Through cash grants, we will continue our program support for both remote and urban healthcare centers in Cameroon, Kenya, Malawi and Sierra Leone, along with in 2024 funding for the renovation of remote village health centers in Sierra Leone. In Malawi, we will be continuing our support of a mobile clinic operated by our partner there, Our AIM Foundation (OAF), which travels to the most hard-to-reach communities providing free medical care to tens of thousands of residents serving an area consisting of 125 villages in the district of Mchinji. In addition, this year we are planning on providing financial support of a laboratory or examination room for clinic construction project that will be undertaken by OAF in the Mankad community.

Next with 11 percent of our budget, is our agriculture/food self-sustainability program which will continue to provide support to agricultural training for female smallholder farmers (who do most of subsistence farming in sub-Sahara Africa) and youth in Sierra Leone operated by our in-country partners, Rural Youth Development Organization and Faith Healing Development Organization. Our goal for this year is to sponsor 150 individuals with training in best agricultural practices for their tiny tracts of land, along with providing them with garden tools, seeds and seedlings to cultivate such staples as cassava and groundnuts (peanuts) to feed their family as well as to sell any surplus at local markets, fertilizers and pesticides.

In Tanzania, our food self-sustainability budget includes funding for the continued development of an agricultural development program to feed 84 orphaned and street children living at the Watoto Wa Africa orphanage in Mwanza, as well as generate income to support its overall operations.

In recognition that education is the key to success for any child and youth – especially for those living in dire poverty in sub-Saharan Africa and their only path to success – we are devoting 9 percent of our budget, which includes school fee support for students in Cameroon, the Republic of Chad, Kenya and Zimbabwe, as well as general education program support to our education partners in Tanzania and Zambia.

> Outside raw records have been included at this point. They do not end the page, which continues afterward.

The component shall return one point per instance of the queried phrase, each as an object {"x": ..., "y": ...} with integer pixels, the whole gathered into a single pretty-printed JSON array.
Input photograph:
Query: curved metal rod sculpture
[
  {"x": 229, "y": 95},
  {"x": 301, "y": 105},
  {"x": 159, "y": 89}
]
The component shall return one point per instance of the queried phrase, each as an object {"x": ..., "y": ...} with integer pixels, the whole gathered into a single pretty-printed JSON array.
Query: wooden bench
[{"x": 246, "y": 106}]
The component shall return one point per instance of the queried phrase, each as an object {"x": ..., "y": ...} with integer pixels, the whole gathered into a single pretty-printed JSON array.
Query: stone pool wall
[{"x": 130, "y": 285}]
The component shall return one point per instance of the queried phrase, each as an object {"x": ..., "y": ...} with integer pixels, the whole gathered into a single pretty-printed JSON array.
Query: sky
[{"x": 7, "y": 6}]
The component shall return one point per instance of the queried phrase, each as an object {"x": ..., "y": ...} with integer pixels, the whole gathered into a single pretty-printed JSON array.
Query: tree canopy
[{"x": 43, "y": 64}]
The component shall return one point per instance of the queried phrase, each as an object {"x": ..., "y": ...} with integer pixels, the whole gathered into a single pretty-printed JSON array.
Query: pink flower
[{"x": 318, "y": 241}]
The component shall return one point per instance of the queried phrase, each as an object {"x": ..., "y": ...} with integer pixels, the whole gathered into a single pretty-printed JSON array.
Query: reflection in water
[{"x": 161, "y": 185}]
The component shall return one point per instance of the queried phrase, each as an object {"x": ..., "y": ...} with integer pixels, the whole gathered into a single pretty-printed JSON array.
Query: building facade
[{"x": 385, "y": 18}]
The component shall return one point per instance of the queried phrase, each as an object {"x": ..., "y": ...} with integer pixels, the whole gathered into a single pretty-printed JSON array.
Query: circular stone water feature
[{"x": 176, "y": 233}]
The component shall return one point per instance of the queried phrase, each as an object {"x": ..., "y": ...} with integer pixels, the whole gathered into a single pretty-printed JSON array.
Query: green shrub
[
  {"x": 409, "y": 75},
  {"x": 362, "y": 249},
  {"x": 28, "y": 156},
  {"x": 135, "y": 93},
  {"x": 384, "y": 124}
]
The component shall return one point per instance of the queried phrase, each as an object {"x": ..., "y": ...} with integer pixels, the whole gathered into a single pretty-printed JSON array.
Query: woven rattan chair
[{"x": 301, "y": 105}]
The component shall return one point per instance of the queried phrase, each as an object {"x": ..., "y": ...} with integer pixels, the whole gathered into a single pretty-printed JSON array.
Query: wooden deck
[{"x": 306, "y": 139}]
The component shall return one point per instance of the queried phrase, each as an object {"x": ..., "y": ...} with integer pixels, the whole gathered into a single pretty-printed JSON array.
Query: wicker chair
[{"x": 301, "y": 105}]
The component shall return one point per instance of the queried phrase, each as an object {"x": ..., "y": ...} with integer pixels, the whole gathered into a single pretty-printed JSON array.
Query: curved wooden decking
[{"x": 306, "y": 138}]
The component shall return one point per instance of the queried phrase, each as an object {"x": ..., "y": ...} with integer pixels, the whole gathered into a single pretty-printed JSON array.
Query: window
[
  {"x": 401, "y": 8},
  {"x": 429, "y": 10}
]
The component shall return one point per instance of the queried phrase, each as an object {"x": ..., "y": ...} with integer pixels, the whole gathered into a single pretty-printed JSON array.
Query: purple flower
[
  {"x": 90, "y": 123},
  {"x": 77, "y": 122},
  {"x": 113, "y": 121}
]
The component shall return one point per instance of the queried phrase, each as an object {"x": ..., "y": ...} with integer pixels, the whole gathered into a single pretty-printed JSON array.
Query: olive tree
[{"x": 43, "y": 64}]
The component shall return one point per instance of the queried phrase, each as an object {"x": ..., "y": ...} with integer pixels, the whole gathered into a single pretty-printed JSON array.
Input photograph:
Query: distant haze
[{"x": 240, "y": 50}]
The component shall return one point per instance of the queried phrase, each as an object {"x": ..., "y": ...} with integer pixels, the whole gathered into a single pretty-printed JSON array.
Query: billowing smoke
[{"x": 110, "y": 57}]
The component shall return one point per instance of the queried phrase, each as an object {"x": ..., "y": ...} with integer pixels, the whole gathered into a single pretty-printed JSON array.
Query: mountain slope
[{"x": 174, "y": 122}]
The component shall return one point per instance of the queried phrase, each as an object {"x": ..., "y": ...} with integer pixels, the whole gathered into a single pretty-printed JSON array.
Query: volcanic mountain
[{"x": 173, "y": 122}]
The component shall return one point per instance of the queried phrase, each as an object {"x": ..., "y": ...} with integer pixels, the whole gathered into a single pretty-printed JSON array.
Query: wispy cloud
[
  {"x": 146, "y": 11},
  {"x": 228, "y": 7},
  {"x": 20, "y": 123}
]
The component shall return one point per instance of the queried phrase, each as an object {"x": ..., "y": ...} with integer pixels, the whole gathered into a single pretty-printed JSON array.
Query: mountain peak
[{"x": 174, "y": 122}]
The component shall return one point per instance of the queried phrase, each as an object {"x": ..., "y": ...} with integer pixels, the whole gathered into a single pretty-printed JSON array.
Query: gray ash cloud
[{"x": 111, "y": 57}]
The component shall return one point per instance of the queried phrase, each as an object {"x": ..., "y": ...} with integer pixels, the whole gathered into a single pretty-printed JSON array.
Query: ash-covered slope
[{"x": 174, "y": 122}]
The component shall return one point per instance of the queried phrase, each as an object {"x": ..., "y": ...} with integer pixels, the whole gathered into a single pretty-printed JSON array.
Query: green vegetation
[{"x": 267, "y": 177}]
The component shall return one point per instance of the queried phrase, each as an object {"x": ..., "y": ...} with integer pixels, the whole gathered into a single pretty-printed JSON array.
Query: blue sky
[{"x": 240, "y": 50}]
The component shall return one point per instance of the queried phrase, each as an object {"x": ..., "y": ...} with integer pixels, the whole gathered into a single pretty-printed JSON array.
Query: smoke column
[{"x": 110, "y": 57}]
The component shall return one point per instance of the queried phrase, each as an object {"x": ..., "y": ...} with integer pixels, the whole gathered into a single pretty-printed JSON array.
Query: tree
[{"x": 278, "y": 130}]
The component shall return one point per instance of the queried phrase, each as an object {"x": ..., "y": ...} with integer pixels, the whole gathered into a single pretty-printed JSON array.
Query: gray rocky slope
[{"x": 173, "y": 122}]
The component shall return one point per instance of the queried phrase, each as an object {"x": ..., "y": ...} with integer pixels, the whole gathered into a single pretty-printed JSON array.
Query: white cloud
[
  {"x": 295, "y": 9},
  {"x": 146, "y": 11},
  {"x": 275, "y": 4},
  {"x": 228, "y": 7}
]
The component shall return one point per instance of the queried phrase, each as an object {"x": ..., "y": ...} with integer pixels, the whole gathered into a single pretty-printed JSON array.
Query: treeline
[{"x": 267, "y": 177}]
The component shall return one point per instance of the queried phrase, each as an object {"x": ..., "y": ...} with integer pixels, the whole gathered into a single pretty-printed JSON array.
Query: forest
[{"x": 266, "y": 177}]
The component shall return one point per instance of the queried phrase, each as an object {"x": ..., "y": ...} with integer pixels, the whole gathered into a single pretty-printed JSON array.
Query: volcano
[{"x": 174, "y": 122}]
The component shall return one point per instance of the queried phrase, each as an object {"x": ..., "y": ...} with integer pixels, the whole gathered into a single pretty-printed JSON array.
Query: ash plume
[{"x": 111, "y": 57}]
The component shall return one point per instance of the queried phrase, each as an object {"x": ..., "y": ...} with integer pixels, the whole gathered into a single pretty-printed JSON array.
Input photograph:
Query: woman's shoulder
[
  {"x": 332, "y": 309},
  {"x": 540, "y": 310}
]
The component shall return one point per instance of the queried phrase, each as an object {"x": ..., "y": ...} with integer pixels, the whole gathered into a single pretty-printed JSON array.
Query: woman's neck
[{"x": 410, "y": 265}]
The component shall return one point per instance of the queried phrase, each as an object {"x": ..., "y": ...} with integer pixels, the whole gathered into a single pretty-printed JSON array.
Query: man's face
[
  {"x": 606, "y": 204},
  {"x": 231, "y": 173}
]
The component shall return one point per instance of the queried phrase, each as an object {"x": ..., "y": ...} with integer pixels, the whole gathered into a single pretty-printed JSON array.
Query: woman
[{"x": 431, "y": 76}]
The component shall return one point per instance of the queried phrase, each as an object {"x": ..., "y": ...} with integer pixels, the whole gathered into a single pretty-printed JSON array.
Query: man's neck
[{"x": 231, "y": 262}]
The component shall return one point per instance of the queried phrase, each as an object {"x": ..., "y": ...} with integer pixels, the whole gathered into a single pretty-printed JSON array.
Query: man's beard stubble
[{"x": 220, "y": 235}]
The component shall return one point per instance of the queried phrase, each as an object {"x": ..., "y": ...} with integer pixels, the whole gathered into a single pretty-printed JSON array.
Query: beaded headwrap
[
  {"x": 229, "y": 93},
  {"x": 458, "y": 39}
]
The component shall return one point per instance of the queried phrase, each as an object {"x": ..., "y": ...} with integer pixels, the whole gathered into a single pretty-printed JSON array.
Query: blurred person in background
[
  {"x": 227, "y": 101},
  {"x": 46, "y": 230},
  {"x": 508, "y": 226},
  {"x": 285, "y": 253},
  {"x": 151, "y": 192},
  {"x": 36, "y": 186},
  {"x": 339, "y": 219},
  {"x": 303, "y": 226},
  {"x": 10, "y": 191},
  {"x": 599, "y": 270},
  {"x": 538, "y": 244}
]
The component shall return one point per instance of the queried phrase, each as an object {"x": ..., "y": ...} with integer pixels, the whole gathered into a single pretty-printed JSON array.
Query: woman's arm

Our in-kind support includes the shipping of thousands of textbooks and general reading books to primary and secondary schools, as well as reference books that will benefit tens of thousands of students year after year for years to come. In addition, we will be continuing our partnership with The Reuse Network to provide school desks and other furniture to schools in remote villages (locations to be determined – we’ll be sure to keep you posted throughout the year!).

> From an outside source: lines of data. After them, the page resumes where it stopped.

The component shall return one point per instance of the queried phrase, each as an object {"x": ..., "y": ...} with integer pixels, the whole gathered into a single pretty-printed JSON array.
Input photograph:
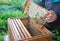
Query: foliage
[{"x": 56, "y": 36}]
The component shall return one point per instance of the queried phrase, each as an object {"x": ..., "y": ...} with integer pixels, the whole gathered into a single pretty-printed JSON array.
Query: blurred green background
[{"x": 13, "y": 9}]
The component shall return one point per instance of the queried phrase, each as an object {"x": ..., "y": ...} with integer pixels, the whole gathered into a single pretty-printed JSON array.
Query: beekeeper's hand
[{"x": 51, "y": 17}]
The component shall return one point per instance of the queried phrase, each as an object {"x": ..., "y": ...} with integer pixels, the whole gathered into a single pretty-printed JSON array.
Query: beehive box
[{"x": 31, "y": 28}]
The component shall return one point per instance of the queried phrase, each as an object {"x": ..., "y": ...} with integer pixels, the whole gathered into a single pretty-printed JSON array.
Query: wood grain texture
[{"x": 35, "y": 12}]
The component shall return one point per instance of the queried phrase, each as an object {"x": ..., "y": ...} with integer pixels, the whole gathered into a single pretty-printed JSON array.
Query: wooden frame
[
  {"x": 31, "y": 30},
  {"x": 35, "y": 13}
]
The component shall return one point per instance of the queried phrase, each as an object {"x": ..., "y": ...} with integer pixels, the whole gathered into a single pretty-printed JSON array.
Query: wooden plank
[{"x": 24, "y": 29}]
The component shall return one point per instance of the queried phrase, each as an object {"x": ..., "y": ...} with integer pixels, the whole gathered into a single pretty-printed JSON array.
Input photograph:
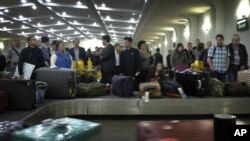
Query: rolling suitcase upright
[
  {"x": 21, "y": 93},
  {"x": 194, "y": 83},
  {"x": 61, "y": 82}
]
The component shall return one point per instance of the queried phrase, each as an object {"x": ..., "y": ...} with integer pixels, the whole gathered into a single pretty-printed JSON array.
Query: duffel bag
[
  {"x": 153, "y": 88},
  {"x": 91, "y": 89},
  {"x": 216, "y": 88}
]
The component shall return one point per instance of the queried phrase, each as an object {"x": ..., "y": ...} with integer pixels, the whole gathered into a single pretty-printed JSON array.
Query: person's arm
[{"x": 53, "y": 61}]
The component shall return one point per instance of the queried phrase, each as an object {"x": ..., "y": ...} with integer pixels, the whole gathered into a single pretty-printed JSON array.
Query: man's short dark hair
[
  {"x": 140, "y": 43},
  {"x": 128, "y": 39},
  {"x": 117, "y": 45},
  {"x": 44, "y": 39},
  {"x": 29, "y": 38},
  {"x": 158, "y": 50},
  {"x": 106, "y": 37},
  {"x": 219, "y": 36}
]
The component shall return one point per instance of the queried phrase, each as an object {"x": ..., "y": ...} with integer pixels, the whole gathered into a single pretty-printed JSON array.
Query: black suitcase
[
  {"x": 61, "y": 82},
  {"x": 21, "y": 93},
  {"x": 193, "y": 83}
]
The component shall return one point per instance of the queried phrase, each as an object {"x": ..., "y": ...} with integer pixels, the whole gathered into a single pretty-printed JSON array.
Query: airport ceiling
[{"x": 69, "y": 19}]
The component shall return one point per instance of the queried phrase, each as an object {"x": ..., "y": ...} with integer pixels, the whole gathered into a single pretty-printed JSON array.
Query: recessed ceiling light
[
  {"x": 79, "y": 3},
  {"x": 103, "y": 5},
  {"x": 23, "y": 1},
  {"x": 6, "y": 10},
  {"x": 34, "y": 7}
]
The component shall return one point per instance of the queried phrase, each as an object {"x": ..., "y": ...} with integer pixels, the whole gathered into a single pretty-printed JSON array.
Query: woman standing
[
  {"x": 61, "y": 59},
  {"x": 179, "y": 60}
]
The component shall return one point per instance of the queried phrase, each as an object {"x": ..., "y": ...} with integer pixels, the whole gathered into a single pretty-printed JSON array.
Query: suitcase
[
  {"x": 8, "y": 127},
  {"x": 237, "y": 89},
  {"x": 63, "y": 129},
  {"x": 3, "y": 101},
  {"x": 216, "y": 88},
  {"x": 122, "y": 85},
  {"x": 21, "y": 93},
  {"x": 193, "y": 83},
  {"x": 61, "y": 82},
  {"x": 153, "y": 88},
  {"x": 92, "y": 89},
  {"x": 184, "y": 130}
]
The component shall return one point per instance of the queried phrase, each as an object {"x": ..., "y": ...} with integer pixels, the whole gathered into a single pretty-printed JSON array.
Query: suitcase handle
[{"x": 199, "y": 84}]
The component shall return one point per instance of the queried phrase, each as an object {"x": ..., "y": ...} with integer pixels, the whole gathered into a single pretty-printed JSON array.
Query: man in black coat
[
  {"x": 77, "y": 52},
  {"x": 107, "y": 60},
  {"x": 129, "y": 59},
  {"x": 238, "y": 58}
]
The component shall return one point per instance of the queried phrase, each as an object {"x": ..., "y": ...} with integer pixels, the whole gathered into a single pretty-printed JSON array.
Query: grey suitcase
[{"x": 61, "y": 82}]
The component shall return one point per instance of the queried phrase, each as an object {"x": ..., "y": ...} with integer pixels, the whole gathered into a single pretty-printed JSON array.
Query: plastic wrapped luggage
[
  {"x": 193, "y": 83},
  {"x": 216, "y": 88},
  {"x": 63, "y": 129},
  {"x": 8, "y": 127},
  {"x": 122, "y": 85},
  {"x": 61, "y": 82},
  {"x": 3, "y": 101},
  {"x": 186, "y": 130},
  {"x": 92, "y": 89},
  {"x": 237, "y": 89},
  {"x": 153, "y": 88},
  {"x": 21, "y": 93}
]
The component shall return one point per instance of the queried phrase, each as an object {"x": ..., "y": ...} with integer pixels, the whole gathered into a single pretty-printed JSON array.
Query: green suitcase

And last, but certainly not least, 3 percent of our budget is dedicated to the more than 200 children who are fortunate enough to attend the Seed School in the Nairobi slum of Kibera, Kenya, (among the largest on the continent) who will continue to receive two meals each school day, likely the only meals they would receive.

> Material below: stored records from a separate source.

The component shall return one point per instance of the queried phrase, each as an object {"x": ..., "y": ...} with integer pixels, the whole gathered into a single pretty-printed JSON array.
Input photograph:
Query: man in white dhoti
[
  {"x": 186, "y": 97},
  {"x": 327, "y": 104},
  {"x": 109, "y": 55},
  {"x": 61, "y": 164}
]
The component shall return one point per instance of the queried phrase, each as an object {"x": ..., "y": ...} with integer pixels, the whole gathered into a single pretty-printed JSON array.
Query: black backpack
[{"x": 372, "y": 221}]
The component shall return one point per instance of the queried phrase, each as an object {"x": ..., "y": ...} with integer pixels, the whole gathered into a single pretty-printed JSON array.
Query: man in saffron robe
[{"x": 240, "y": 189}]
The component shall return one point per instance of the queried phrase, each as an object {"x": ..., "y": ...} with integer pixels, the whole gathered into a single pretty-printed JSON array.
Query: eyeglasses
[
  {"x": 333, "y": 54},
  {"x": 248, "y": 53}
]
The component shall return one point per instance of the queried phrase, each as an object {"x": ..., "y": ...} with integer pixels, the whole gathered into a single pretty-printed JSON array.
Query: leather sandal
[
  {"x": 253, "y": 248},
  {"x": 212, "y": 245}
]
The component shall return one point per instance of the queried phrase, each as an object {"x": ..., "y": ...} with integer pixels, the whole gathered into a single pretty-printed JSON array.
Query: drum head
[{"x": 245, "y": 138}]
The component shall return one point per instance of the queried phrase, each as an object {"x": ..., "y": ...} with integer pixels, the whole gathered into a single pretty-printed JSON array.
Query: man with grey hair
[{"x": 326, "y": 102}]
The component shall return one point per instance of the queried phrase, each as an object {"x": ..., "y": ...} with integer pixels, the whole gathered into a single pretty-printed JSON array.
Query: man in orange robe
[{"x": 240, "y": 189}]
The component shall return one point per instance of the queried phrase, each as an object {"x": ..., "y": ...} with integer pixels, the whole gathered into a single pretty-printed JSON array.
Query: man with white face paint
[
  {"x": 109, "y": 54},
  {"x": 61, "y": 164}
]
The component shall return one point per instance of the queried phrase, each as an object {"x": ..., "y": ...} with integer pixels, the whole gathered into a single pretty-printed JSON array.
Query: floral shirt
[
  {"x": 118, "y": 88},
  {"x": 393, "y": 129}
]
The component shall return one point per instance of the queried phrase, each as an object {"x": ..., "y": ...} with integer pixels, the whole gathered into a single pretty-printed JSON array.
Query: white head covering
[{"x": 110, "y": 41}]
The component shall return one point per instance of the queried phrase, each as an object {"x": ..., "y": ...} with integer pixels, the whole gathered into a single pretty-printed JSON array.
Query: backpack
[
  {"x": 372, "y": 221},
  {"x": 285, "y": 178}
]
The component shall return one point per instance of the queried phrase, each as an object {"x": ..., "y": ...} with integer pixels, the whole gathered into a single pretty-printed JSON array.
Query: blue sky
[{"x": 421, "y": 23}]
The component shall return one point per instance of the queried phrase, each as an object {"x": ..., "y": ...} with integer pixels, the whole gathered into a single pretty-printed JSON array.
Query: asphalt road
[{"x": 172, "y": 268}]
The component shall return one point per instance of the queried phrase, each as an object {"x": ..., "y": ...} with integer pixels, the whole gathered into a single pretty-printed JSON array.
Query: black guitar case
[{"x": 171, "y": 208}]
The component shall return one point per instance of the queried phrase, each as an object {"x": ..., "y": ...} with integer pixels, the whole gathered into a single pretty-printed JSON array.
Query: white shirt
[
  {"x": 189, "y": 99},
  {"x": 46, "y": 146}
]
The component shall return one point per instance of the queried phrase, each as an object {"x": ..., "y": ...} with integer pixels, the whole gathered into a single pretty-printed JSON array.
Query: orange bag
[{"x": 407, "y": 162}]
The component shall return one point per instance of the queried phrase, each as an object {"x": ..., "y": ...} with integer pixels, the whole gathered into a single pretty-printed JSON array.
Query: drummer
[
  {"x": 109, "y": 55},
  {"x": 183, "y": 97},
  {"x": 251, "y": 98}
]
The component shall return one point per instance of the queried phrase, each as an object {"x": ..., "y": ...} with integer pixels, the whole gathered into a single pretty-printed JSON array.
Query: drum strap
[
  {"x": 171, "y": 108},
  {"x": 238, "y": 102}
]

However, as Bread and Water for Africa® Executive Director Beth Tessema knows from years of working with our partners in support of children’s homes and orphanages, schools, health clinics and more, many unexpected and unplanned needs are likely to arise in the coming 12 months, 18 percent of our budget is reserved for “miscellaneous relief” as a sort of insurance policy to ensure that in the event of an emergency we will have readily accessible funds to address those needs of our longtime partners, or perhaps to utilize for pilot programs for new partners. (It’s also good to have a reserve fund on hand to offset the rampant inflation in some of the countries where we work in critical program areas, such as continuing to be able to purchase food to feed orphaned children living at the children’s homes we support.)

We admit all this is an ambitious goal, but it’s something we have been able to do year after year – all thanks to compassionate, loyal, and generous supporters across the U.S.